What are new treatment concepts in systemic itch?

Abstract

Chronic pruritus is a relevant symptom burden in various systemic diseases. It is most commonly observed in patients with chronic kidney disease, hepatobiliary and hematological disorders as well as adverse drug reaction. Recent basic research has unravelled novel treatment targets which are currently in preclinical phases, clinical trials or have already been licensed. While µ-opioid receptor antagonists have been used since decades mainly in cholestatic pruritus, the k-opioid receptor agonist nalfurafine has been licensed in Japan for chronic kidney disease-associated pruritus (CKDaP) as well as cholestatic pruritus. Further κ-opioid receptor agonists are currently investigated in various clinical trials including CKDaP. In recent years, the calcium channel blockers gabapentin and pregabalin have also been recognized as effective anti-pruritus therapy in several internal diseases with the best evidence in chronic kidney disease-associated pruritus.

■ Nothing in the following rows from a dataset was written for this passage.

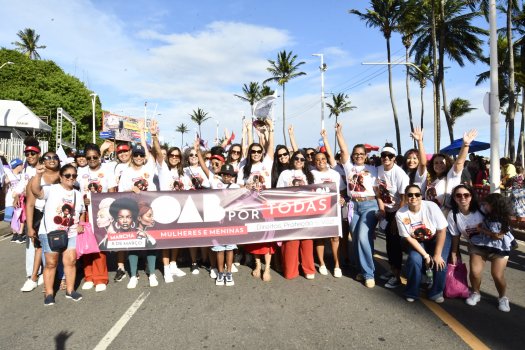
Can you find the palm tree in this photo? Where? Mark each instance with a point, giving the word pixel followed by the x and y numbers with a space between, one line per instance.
pixel 251 93
pixel 198 117
pixel 457 38
pixel 28 43
pixel 182 128
pixel 458 108
pixel 385 15
pixel 283 70
pixel 340 104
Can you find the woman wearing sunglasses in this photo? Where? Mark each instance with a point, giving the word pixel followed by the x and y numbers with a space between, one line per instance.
pixel 56 197
pixel 443 173
pixel 466 220
pixel 102 180
pixel 298 174
pixel 423 227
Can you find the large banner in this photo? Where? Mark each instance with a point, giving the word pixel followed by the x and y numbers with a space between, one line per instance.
pixel 162 220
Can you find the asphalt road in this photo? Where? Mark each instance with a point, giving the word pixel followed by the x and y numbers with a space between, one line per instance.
pixel 193 313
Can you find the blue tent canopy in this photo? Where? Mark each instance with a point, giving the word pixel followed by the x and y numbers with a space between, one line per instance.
pixel 454 147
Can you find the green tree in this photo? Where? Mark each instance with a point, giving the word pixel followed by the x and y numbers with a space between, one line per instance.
pixel 28 43
pixel 340 104
pixel 43 87
pixel 183 129
pixel 458 108
pixel 385 15
pixel 283 70
pixel 198 117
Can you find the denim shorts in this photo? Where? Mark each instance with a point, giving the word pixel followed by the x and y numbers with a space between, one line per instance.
pixel 71 243
pixel 221 248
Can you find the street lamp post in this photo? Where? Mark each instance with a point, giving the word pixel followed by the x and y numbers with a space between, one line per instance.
pixel 93 100
pixel 6 63
pixel 322 68
pixel 436 112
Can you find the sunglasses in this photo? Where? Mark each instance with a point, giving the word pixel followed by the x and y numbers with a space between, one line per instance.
pixel 387 155
pixel 69 176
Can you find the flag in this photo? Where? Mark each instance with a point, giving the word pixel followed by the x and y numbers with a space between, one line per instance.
pixel 263 107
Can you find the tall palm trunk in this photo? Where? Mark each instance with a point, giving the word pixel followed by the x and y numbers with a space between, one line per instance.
pixel 396 121
pixel 511 111
pixel 284 120
pixel 407 83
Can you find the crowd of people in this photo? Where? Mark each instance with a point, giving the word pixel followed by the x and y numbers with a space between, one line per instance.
pixel 425 206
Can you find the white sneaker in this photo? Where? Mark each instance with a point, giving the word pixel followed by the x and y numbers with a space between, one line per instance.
pixel 168 277
pixel 100 287
pixel 87 285
pixel 29 285
pixel 153 281
pixel 504 304
pixel 338 273
pixel 132 284
pixel 175 271
pixel 473 299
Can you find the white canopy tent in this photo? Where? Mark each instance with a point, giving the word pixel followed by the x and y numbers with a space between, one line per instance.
pixel 14 114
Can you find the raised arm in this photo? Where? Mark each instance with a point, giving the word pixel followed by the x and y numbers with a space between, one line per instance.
pixel 154 130
pixel 417 135
pixel 292 138
pixel 468 137
pixel 331 157
pixel 342 144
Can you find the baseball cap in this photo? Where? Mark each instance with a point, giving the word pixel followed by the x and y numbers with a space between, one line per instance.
pixel 15 162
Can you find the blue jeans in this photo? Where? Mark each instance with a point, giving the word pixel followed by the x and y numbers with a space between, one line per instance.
pixel 362 228
pixel 415 267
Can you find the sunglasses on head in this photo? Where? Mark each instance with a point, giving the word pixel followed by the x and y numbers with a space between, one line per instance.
pixel 70 175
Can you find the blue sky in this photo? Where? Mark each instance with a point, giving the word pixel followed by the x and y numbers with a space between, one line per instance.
pixel 181 55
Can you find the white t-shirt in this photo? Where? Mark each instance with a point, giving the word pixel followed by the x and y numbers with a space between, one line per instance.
pixel 260 173
pixel 467 224
pixel 391 185
pixel 328 176
pixel 142 177
pixel 97 181
pixel 436 190
pixel 428 220
pixel 195 173
pixel 58 209
pixel 361 180
pixel 291 177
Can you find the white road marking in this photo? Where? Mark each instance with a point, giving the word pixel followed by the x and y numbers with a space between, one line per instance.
pixel 121 323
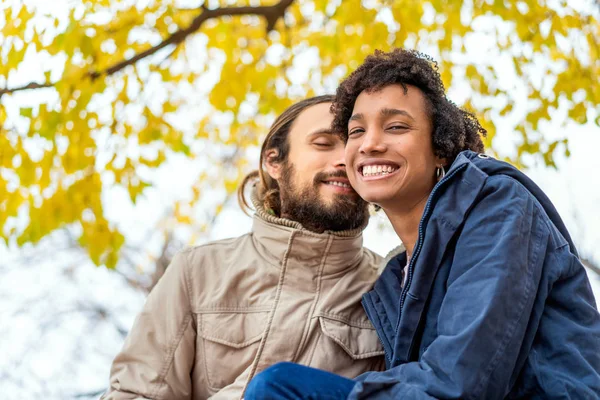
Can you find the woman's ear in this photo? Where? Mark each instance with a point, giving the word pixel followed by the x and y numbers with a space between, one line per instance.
pixel 273 167
pixel 441 162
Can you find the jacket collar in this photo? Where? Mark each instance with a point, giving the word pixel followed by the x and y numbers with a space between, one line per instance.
pixel 281 240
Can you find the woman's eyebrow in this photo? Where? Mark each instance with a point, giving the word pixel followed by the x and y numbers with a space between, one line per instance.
pixel 388 112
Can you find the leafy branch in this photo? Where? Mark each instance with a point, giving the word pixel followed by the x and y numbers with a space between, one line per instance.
pixel 271 13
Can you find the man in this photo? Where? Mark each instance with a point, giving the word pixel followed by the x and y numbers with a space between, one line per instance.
pixel 489 300
pixel 289 290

Neurokinin-1 receptor antagonists have been investigated with variable benefit in CKDaP, solid tumors and lymphoproliferative disorders such as cutaneous T-cell lymphoma, Sézary syndrome. Inhibitors of the ileal bile acid transporter (IBAT) represent a selective interruption of the enterohepatic circulation and are currently investigated in various hepatobiliary disorders associated with pruritus. The current development and testing of novel drugs in clinical trials offers hope to struggling physicians and suffering patients.